It's the stench of more than 16,000 presidential lies. It's the stink of an attorney general who is willing to break and twist the law to protect and defend Republican criminals. It is the disgusting smell of a secretary of state who has lied, thrown his own employees under the bus of corruption and covered up the criminal behavior of Trump. It is the putrid odor of Steven Miller's bigotry that pushes policies that oppress Americans and refugees of color.
It's the fetid foulness of a criminal conspiracy at the highest level of the Trump administration to withhold military assistance to an ally at war with Russia in order to extort an investigation of an American political opponent. It's the noxious miasma of a massive cover-up by the entire Republican Party. It's the reeking mephitis of cowardice emanating from Republican senators who are terrified of a hostile tweet.
It's the rotting smell of America's destruction at the hands of ignorant Republicans. It's the acrid reek of Trump and Moscow Mitch burning our Constitution. It is the rancid stench of a dying nation.
Lamar's transition from lion to mouse
Sen. Lamar Alexander started his political life as a lion. He agreed to be sworn in as governor of Tennessee three days early to prevent a shady former governor from throwing open the state prison gates by pardoning a substantial number of prisoners.
By his vote in the impeachment trial of Trump not to call witnesses, he exits his political life as a mousy Trumpian hack. His rationale for his vote was that the House managers had proved their case. But the removal of Trump from office is up to the people by the upcoming election. The people will become the jury.
In essence he has abdicated his responsibilities as an elected representative of the people, in this republic, to the people, as in a pure democracy. In a republic, the people elect representatives to make the decisions for them, rightly or wrongly.
Well, if the people are to be the jury, should they not see and hear all the evidence?
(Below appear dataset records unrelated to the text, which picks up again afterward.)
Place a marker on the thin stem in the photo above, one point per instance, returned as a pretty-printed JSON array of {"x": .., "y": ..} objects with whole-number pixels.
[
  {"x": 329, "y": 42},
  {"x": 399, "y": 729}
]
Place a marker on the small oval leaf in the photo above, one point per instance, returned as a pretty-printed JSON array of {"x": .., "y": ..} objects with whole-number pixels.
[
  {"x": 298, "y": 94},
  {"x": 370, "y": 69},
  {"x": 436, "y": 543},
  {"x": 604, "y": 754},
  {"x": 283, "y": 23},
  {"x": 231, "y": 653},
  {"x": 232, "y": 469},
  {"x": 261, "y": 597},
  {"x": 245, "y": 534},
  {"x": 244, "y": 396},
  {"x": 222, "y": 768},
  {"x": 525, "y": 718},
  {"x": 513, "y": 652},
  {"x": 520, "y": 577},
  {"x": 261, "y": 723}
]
The evidence should include all witnesses, to be examined and cross-examined.
Good luck in retirement, mousy Lamar. Perhaps you could land a job as a concierge at one of Trump's hotels.
Alexander forgot his duty to Tennessee
Forty-one years ago, Democratic leaders in Tennessee saw a Democratic governor misusing the power of his office and remedied the situation by swearing in the newly elected Republican governor, Lamar Alexander, early.
Lamar has proudly said he was ready to do his duty for the good of the state. These events have served as a proud chapter in Tennessee history as elected officials of both parties took actions for the public good over partisan demands.
After years in the U.S. Senate, Lamar must now view Ray Blanton's petty crimes as only "inappropriate." If they name a public building for Sen. Alexander, it might be known as Hypocrite Hall.